Don’t overthink who you are. Everyone has been through hell and back one or five times. Everyone has insecurities.
At the heart of every facade, defensive attitude, shy recluse, and stilted dialogue is a desire, an intrinsic need to be seen and loved for exactly who we are.
People need people. As iron sharpens iron so one friend sharpens another.
Cultivate a Balanced Dynamic of Giving & Receiving
Once you’ve started to add people to your life who you trust and feel safe to be your authentic self with, remember that it’s equally important to be giving and receiving. People who have been neglected and isolated struggle with having become starved for the love and attention that is necessary for human beings to thrive. This often manifests in one of two ways:
- Selfish takers who fear giving because of being burned and bereft so badly in the
past. These people appear confident yet toxic. Underneath, they’re lonely and afraid.
- Desperate givers who attempt to earn love with love. These people while well-meaning, run the risk of smothering their potential friends with their attentiveness.
Once you have surrounded yourself with a circle of truly safe trusted people, these toxic behaviors can destroy any chance at a beautiful life lived together in fellowship so it is important to be wary and self-aware of this.
It is joyful and rewarding to give. When you truly care about people, the happiness that you inspire by your generosity in word or deed will strengthen the bond that you share.
On the other end of the spectrum, learn to ask for what you need. Most people see expressing needs of any kind as a sign of weakness, but this is a dangerous fallacy. Everyone has needs. Emotional, physical, material, social, spiritual needs. This is not a secret. However unless you verbalize these needs, they cannot be filled.

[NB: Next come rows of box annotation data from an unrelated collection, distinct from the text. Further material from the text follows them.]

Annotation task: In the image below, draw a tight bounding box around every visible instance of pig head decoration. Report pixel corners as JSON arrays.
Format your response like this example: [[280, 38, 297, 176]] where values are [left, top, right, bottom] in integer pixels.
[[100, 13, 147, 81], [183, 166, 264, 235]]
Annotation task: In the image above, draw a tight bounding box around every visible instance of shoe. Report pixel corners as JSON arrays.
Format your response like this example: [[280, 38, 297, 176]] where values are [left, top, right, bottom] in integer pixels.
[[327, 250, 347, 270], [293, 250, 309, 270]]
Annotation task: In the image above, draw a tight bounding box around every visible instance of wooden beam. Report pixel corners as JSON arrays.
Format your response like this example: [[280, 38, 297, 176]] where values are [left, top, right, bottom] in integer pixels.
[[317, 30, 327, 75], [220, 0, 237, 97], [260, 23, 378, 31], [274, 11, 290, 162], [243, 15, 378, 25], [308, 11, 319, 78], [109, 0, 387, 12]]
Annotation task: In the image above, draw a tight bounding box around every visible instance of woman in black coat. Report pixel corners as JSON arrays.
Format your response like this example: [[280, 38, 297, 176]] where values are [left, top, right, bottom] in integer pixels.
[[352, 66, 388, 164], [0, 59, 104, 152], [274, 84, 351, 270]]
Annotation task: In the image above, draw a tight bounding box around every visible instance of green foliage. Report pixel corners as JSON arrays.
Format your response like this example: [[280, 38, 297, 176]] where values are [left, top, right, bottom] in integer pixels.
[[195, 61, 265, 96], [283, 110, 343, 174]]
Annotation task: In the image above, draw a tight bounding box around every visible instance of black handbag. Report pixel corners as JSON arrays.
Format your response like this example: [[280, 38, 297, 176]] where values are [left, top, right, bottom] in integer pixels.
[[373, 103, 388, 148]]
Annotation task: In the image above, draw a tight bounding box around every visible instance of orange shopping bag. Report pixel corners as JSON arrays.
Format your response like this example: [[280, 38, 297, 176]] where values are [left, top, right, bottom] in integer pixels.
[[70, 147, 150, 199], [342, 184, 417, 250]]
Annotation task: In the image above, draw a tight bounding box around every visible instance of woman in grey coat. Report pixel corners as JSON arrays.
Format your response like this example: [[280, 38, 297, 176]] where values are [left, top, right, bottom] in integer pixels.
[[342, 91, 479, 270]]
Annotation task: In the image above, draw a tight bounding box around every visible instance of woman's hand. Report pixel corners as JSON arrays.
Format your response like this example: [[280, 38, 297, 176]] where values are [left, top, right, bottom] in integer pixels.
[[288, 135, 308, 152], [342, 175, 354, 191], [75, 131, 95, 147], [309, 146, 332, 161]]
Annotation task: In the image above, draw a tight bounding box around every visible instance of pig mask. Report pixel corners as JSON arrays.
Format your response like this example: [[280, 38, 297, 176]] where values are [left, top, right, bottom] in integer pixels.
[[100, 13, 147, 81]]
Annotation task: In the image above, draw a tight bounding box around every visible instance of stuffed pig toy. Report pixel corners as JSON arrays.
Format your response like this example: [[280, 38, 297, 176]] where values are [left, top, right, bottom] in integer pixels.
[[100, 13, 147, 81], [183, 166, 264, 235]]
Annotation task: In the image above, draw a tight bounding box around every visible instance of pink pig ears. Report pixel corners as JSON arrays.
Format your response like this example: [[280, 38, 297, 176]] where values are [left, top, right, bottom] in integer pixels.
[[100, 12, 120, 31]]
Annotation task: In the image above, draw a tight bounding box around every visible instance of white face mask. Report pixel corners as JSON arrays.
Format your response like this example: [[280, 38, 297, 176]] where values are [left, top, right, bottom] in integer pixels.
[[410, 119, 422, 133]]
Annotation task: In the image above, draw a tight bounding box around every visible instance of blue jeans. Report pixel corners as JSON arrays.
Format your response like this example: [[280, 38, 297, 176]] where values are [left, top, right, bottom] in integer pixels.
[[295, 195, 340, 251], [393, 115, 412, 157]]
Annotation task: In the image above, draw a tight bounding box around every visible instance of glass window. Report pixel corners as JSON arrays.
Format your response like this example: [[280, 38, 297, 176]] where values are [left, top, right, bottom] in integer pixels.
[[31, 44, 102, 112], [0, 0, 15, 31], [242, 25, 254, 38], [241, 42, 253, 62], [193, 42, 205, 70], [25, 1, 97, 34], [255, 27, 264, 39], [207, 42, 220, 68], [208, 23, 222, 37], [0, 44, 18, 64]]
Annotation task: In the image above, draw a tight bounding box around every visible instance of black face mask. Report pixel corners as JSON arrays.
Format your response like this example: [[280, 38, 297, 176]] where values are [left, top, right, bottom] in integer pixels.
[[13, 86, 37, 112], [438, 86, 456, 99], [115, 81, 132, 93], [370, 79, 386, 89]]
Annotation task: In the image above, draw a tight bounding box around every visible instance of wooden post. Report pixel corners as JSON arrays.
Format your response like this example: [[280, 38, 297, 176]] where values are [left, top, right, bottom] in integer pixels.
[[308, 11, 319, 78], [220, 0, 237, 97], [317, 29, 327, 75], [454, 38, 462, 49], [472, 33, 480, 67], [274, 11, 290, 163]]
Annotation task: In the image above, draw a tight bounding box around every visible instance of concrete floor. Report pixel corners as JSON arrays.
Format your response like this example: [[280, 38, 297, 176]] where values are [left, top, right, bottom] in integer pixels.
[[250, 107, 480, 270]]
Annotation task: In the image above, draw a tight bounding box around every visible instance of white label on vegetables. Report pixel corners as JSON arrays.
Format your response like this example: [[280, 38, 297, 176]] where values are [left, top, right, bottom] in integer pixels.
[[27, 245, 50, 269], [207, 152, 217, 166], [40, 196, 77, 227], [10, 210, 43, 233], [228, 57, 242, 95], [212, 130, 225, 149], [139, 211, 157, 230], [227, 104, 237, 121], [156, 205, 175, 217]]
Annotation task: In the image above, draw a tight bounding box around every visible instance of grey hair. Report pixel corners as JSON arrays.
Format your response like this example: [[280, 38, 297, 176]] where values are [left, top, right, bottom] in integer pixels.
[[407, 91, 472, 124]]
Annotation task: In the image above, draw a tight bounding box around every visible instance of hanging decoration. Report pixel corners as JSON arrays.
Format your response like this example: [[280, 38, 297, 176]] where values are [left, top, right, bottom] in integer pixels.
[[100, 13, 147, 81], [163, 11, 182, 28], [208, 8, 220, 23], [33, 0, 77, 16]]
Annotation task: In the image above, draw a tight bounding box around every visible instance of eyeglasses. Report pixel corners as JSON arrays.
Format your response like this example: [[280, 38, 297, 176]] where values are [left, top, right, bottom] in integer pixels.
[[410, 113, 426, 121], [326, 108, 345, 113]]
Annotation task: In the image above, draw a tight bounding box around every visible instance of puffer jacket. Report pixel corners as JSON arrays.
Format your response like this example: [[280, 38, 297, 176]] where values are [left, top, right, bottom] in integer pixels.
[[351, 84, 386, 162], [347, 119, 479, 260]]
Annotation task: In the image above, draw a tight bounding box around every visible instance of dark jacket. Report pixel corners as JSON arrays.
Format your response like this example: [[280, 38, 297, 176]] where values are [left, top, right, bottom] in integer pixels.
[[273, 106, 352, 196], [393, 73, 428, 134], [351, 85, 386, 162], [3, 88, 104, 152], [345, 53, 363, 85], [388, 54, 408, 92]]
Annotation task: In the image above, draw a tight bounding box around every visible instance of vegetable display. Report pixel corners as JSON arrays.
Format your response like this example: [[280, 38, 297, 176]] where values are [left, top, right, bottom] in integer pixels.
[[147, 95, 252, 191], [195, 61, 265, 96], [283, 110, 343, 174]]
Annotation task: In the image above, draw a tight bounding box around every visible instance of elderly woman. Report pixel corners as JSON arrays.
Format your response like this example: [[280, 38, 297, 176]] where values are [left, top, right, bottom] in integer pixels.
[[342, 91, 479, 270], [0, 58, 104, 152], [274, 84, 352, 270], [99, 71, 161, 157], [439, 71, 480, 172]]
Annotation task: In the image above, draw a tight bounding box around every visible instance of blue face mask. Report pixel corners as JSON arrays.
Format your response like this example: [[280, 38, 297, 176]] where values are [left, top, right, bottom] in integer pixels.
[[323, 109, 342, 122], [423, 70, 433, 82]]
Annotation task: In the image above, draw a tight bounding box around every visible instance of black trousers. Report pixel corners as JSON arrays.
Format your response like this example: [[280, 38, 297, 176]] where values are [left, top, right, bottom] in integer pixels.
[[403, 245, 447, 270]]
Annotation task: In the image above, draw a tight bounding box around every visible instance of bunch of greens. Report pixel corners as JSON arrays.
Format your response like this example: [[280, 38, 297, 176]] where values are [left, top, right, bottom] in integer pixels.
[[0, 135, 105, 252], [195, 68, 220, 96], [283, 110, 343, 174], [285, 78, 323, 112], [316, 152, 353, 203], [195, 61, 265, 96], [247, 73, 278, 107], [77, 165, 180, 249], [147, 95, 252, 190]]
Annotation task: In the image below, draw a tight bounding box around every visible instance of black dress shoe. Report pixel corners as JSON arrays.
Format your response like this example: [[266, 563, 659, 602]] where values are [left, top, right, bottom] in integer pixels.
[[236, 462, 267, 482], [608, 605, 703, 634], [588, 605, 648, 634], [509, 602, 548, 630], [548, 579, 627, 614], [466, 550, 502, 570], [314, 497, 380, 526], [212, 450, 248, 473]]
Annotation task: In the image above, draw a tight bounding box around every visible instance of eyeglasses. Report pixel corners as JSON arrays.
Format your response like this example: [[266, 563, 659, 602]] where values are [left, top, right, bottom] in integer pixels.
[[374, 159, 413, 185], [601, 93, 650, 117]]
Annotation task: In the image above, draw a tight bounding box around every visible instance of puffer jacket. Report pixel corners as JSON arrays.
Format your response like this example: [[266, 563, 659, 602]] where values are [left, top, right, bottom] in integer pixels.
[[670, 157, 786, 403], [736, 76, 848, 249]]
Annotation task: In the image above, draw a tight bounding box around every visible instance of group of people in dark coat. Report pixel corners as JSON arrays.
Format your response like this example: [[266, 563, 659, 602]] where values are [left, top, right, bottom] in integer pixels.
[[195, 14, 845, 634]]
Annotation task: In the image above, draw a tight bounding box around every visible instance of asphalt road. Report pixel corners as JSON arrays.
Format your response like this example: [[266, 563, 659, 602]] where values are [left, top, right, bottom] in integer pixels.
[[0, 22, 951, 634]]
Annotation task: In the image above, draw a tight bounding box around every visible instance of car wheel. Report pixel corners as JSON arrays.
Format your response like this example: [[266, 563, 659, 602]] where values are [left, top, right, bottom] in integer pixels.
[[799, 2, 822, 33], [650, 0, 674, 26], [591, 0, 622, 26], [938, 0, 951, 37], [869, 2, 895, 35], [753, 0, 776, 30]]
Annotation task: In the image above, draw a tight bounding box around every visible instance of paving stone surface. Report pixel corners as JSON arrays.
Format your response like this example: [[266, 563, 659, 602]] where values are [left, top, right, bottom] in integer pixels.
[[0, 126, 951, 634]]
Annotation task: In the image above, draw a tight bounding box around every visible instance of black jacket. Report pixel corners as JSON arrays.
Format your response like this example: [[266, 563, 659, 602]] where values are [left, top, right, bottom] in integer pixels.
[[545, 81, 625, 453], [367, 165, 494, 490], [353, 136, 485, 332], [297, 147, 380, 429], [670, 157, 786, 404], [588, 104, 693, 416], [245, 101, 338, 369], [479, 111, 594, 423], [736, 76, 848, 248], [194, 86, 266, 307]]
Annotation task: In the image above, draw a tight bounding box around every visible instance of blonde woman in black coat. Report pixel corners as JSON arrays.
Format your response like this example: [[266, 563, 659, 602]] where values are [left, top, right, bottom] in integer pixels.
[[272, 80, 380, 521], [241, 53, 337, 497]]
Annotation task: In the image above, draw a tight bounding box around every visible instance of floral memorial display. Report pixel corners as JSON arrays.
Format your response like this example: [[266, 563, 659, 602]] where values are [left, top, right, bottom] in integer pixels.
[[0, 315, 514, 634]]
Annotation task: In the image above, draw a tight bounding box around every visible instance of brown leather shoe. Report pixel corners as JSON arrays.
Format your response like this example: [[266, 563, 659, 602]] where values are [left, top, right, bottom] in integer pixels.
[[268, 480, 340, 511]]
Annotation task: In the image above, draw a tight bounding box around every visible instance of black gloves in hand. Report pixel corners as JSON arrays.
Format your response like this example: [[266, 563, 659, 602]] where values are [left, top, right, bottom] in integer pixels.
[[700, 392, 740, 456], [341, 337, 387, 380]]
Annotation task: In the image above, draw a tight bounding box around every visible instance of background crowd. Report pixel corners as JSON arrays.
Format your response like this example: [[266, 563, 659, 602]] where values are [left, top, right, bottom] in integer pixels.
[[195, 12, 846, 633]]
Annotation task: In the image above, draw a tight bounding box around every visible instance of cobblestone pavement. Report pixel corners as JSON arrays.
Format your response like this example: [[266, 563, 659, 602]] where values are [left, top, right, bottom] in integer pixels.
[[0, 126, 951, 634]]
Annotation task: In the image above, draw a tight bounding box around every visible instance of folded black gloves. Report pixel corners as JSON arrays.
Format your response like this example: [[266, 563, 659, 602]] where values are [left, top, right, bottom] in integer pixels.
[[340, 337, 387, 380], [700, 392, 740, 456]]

In friendship and romance, the people who truly love you will be more than happy to meet and respect your emotional needs.
If you have truly chosen to shop for your banana-friends at a bonafide grocery store, then they will be more than ready and willing to reciprocate in kind at the next opportunity they find, and a positive feedback loop will begin to form.
I am a Gold Millennial, and this is just a small sampling of what I’ve learned about love, friendships, and relationships in my journey through this wild and wonderful world.